At basically $12 per pack ($11.95 per), that's $108 for the Americans, but you are getting 3 extra M60s, 3 extra M106s, 3 extra M901s, 2 extra M109s (but the short barrel version that the Brits and West Germans use), 4 extra M163s, and a handful of extra infantry bits that I'm not going to list here.
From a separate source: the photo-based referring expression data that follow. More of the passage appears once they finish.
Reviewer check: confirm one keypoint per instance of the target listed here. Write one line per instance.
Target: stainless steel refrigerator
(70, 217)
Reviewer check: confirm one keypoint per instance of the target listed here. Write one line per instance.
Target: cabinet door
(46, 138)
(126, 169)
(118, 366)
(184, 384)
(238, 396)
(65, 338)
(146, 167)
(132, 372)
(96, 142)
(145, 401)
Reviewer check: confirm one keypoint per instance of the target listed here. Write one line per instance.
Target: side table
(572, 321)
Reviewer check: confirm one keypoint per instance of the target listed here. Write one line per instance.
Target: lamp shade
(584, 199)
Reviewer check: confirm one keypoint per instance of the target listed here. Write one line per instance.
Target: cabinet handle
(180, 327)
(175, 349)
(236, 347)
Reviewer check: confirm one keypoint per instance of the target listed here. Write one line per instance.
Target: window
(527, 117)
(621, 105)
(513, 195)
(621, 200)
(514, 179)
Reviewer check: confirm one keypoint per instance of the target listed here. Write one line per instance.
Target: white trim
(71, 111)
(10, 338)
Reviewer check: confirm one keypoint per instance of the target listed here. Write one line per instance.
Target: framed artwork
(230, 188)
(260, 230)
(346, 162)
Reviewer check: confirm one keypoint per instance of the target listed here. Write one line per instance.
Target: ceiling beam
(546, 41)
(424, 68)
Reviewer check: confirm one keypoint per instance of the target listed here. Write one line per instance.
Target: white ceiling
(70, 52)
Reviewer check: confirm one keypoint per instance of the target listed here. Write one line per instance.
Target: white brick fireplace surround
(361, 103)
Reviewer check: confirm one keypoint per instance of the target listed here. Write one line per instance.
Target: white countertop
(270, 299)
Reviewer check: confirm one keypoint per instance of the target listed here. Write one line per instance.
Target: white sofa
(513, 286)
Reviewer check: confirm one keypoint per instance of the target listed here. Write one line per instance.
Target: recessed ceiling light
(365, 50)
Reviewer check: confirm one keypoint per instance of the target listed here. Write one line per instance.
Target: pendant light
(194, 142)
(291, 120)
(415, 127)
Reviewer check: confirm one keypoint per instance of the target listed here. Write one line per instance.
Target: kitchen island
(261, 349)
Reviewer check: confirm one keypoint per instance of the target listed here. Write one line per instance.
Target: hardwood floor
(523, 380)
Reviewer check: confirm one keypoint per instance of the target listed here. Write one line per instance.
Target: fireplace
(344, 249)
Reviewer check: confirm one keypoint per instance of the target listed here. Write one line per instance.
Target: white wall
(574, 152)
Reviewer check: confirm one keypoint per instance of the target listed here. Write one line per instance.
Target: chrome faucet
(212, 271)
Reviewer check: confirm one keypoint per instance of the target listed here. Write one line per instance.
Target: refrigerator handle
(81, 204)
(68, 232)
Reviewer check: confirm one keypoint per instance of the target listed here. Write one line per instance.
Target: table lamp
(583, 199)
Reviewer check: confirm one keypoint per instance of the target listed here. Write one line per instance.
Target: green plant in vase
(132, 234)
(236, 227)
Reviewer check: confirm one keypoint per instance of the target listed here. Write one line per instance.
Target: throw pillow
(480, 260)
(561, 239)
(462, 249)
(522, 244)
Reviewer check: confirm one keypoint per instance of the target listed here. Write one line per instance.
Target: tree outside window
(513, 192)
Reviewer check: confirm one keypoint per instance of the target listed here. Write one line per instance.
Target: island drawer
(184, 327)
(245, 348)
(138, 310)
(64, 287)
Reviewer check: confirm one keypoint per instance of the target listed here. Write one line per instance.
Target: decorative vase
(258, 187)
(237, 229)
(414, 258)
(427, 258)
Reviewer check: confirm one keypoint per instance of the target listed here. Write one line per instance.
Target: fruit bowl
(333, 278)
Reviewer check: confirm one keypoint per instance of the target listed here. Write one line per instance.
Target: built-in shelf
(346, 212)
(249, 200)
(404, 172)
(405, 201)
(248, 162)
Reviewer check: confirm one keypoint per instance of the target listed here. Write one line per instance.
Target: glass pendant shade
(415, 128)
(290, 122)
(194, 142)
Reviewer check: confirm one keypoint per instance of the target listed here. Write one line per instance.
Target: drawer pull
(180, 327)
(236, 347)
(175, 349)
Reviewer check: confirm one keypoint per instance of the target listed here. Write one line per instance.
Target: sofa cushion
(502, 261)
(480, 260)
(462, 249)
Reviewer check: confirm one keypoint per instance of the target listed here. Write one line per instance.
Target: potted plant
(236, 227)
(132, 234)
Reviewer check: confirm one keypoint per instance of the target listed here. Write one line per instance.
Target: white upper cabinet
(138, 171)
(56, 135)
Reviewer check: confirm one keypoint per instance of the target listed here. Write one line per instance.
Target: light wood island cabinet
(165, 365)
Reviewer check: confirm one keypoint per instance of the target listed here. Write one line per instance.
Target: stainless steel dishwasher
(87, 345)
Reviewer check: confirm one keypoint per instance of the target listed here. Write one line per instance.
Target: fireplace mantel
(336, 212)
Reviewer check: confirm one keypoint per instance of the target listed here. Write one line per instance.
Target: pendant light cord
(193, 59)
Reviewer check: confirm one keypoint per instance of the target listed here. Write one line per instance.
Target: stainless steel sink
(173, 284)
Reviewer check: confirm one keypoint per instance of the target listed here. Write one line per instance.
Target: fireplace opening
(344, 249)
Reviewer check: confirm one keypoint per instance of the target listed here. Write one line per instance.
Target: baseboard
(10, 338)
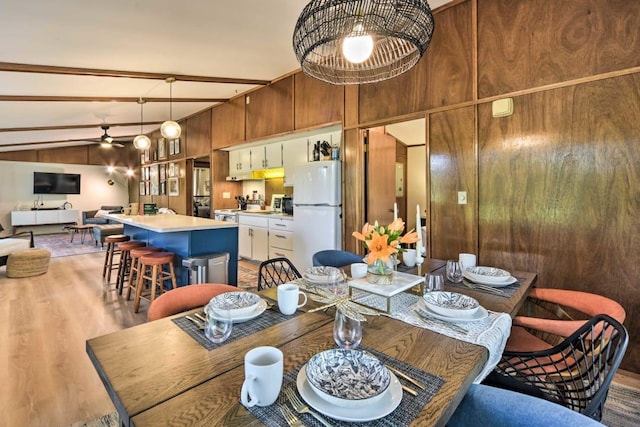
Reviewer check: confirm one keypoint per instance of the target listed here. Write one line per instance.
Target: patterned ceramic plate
(451, 304)
(490, 274)
(347, 378)
(238, 303)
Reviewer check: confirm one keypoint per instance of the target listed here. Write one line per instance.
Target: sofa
(93, 217)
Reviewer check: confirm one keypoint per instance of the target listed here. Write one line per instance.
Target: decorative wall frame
(174, 189)
(162, 149)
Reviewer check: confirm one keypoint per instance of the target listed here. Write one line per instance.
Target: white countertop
(168, 223)
(266, 214)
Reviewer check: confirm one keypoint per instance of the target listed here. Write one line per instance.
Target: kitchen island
(186, 237)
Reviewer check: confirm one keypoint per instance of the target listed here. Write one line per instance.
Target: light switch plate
(462, 197)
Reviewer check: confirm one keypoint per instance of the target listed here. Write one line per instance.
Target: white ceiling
(245, 39)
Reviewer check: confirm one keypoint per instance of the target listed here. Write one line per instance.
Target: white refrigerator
(317, 210)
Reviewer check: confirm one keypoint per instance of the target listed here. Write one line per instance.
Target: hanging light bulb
(170, 129)
(358, 46)
(142, 141)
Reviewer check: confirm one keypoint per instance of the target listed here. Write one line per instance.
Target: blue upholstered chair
(89, 217)
(335, 258)
(484, 406)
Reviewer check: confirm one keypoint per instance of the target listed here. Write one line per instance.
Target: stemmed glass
(218, 326)
(454, 271)
(347, 332)
(433, 282)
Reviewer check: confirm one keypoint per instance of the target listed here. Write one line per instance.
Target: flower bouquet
(383, 244)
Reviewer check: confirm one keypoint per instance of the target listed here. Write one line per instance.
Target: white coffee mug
(467, 260)
(288, 298)
(358, 270)
(263, 370)
(409, 257)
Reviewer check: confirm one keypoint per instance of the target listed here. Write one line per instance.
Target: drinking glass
(347, 332)
(433, 282)
(218, 326)
(454, 271)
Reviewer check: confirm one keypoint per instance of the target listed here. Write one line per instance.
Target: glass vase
(380, 273)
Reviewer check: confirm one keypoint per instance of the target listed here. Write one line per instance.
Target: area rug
(621, 408)
(109, 420)
(61, 245)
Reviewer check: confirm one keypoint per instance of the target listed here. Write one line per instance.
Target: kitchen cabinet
(240, 161)
(253, 237)
(294, 152)
(269, 110)
(281, 238)
(273, 155)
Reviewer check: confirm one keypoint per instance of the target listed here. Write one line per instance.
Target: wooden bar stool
(112, 250)
(125, 261)
(134, 269)
(157, 276)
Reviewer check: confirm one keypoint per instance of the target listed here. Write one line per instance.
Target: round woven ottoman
(28, 262)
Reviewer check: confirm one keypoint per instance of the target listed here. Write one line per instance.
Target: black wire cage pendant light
(361, 41)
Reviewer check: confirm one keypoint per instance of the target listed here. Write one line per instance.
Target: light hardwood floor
(46, 378)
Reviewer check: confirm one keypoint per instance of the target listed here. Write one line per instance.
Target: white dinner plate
(478, 315)
(511, 281)
(388, 402)
(262, 306)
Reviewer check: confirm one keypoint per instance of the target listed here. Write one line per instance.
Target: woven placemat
(507, 291)
(240, 330)
(403, 415)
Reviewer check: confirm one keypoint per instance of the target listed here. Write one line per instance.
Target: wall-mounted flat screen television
(56, 183)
Considering just the M901s and M163s will run you $40 from Battlefront in 15mm, $108 for the whole double list force plus extras does not sound so bad.

For the East Germans, I picked up:
3 packs of T72s
3 packs of BMP-1s
1 pack of ZSU-23-4 Shilkas
1 pack of 2S1 Carnations
And for infantry, 2 packs of Modern Russian Infantry and 1 pack of Modern Russian Heavy Weapons - yeah, they're not specifically East Germans, but they're close enough to them and the Soviets of the mid-80s that at this scale it's not really noticeable, and you can use them between the Soviets, East Germans, Poles, and Czechs.
Again, 9 packs at $12 per for a total of $108. But in 15mm scale you will still feel the wallet pinch of the horde army even as less-horde-ish as my East German lists are, as you will need 3 packs of Battlefront T-72s at $50 apiece just to start. 

For the future, at least for the first "escalation" of 25 points, my plans are pretty much to add more of the same, plus air units - A10s and Hueys with airborne troops for the Americans, SU-25s and Hinds for the East Germans. I will, at some point, sub in M1 Abrams for the M60 Pattons, as well as add some missile AA vehicles, but until I am ready to put in a new formation entirely, I will be staying with the vehicles and units I have now.